Na visão de Maldaner, as dificuldades vêm de longa data, porém, os remédios adotados para solucioná-los são provisórios, o que atrasa sobremaneira a produção e o consumo dos produtos lácteos. “Até hoje, não foi realizada a harmonização das normas ambientais nos países do Mercosul, em compensação, o pecuarista do Brasil está sujeito a regras ambientais severas”, disse.

Celso destaca que tal atitude contribui negativamente e acarreta na desvalorização da produção nacional. “O Brasil impõe os custos aos seus e depois compra leite mais barato de estrangeiros. Nós que nos preocupamos com a sustentabilidade acabamos sendo punidos”, lembrou.

Um segundo fator que se torna determinante para a insatisfação dos produtores locais, segundo o deputado Celso Maldaner, é a queixa recorrente de que a quantidade de leite importada do Uruguai é incompatível com o nível de produção. “É possível que o país esteja adquirindo leite de outras economias para em seguida revender ao Brasil”. Para Celso, não dá para aceitar a importação desenfreada que venha quebrar o produtor nacional. “Não temos medo de concorrência, desde que seja justa. Queremos igualdade de competição”, finalizou.
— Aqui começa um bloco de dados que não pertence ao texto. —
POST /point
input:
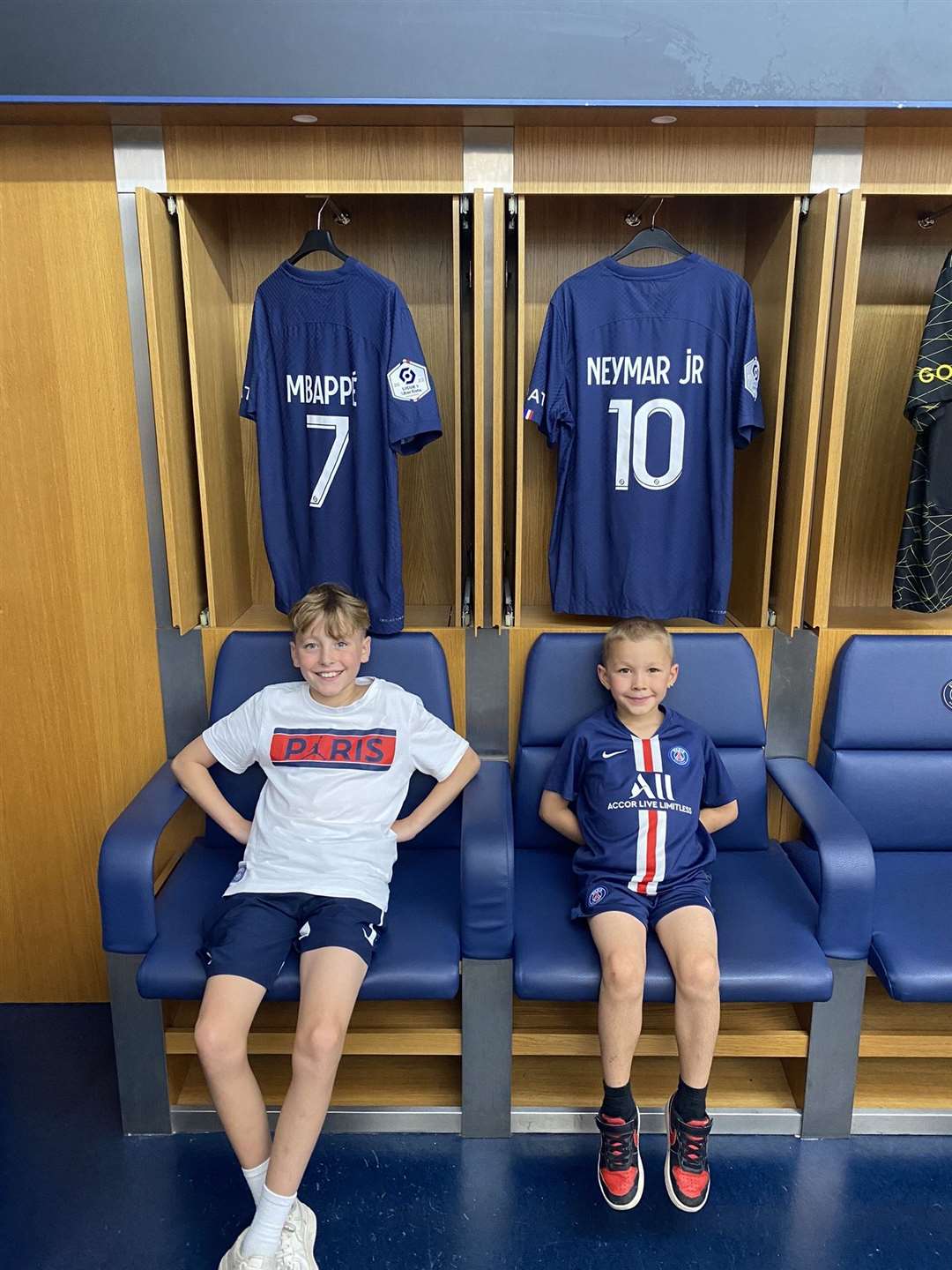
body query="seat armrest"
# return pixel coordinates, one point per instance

Compartilhando do mesmo desconforto, o deputado federal Domingos Sávio (PSDB-MG) foi outro que exigiu uma disputa justa com os outros países do Mercosul, e lembrou uma condição imposta pela Argentina à época da assinatura do acordo. ”A Argentina não aceitou o açúcar no acordo conosco para proteger o seu mercado interno, fazendo o Brasil pagar imposto altíssimo pela exportação. Por que não fazemos o mesmo com o leite em pó? Precisamos criar a nossa exceção e fortalecer o produtor brasileiro”, sugeriu.
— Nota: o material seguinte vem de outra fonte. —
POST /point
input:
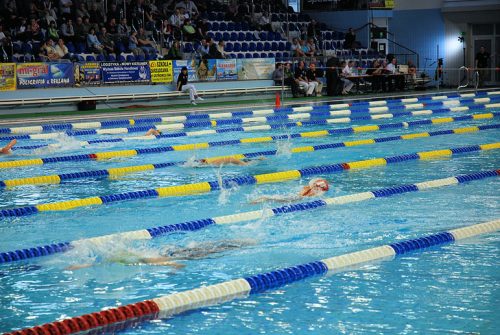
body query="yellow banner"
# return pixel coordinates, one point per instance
(7, 76)
(161, 71)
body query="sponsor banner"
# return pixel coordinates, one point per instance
(203, 70)
(255, 68)
(46, 75)
(125, 73)
(7, 76)
(161, 71)
(88, 74)
(226, 69)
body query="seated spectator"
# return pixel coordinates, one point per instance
(49, 51)
(62, 50)
(144, 43)
(312, 76)
(203, 49)
(68, 31)
(133, 44)
(93, 42)
(188, 30)
(302, 81)
(175, 51)
(82, 10)
(220, 48)
(296, 48)
(52, 31)
(346, 72)
(350, 39)
(106, 41)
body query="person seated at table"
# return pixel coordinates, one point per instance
(396, 80)
(376, 71)
(346, 72)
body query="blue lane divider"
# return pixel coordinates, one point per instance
(194, 225)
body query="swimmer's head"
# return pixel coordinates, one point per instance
(319, 184)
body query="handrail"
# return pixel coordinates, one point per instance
(466, 69)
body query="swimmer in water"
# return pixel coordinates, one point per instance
(154, 132)
(169, 255)
(316, 187)
(7, 149)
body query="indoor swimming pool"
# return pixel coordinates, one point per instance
(82, 205)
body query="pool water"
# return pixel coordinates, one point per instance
(445, 290)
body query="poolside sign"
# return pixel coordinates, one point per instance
(125, 73)
(161, 71)
(46, 75)
(7, 76)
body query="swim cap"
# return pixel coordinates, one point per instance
(319, 183)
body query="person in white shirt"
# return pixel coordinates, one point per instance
(346, 72)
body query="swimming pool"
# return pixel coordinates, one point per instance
(451, 288)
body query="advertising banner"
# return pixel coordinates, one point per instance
(7, 76)
(203, 70)
(87, 74)
(125, 73)
(161, 71)
(46, 75)
(255, 68)
(226, 69)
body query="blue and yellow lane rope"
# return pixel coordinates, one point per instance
(275, 177)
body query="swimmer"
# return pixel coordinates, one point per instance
(154, 132)
(220, 161)
(169, 255)
(7, 149)
(316, 187)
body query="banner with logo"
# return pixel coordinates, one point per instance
(87, 74)
(226, 69)
(161, 71)
(46, 75)
(202, 70)
(125, 73)
(7, 76)
(255, 68)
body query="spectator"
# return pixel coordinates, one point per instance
(68, 31)
(220, 49)
(312, 76)
(106, 41)
(189, 7)
(346, 72)
(82, 10)
(65, 7)
(302, 81)
(93, 42)
(62, 50)
(203, 49)
(188, 30)
(144, 43)
(175, 51)
(350, 39)
(96, 15)
(133, 44)
(52, 31)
Domingos explica que não quer nenhum tipo de confronto, e que a parceria é bem-vinda, mas jamais desrespeitando a dedicação contínua do Brasil. “O respeito precisa ser mútuo, é isso que precisamos e já passou da hora. Vamos fazer um estudo do acordo com o Mercosul e cobrar uma atitude”, completou.
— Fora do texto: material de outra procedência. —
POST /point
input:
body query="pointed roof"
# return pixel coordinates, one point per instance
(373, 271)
No entendimento de Orlando Leite Ribeiro, secretário de comércio e relações internacionais do Ministério da Agricultura, Pecuária e Abastecimento (MAPA), a saída não está em devolver as mesmas exigências, mas criar competitividade. Para Ribeiro, estimular exportações e abrir portas para o mercado, também é uma maneira de dialogar com os demais parceiros. “O MAPA já conseguiu 134 aberturas de mercado, sendo sete para o setor lácteo. Quando se abre uma porta, você internacionaliza, ocasionando mais produtividade e competitividade”, ponderou.

O presidente do Sindicato das Indústrias de Laticínios e Produtos Derivados de Santa Catarina (Sindileite-SC), Valter Antônio Brandalise, enxerga ainda outra hipótese que desencadeia nas dificuldades enfrentadas pelo setor, tanto nas importações quanto nas relações diplomáticas, trata-se da elevada carga tributária. “Temos problemas tributários que causam abismos federais e estaduais. Para vender leite para outros estados já é caótico, imagina para fora. Precisamos equilibrar isso”, pediu Brandalise.

A presidente da CAPADR, deputada Aline Sleutjes (PSL-PR), fez um apanhado das exposições e chamou atenção para a necessidade de aumentar o consumo do lácteo no Brasil. “É necessária uma campanha para o aumento do consumo interno de leite e derivados. Se comparar o valor do leite com outras bebidas, o leite não é caro. Com certeza o consumidor vai ter essa visão”, disse.

Aline relembrou que “o leite é de suma importância na questão nutricional para os alunos em nossas escolas”, e identificou desvantagens no acordo com o Mercosul. “Existe um problema estrutural em especial no tratado de Assunção”, encerrou.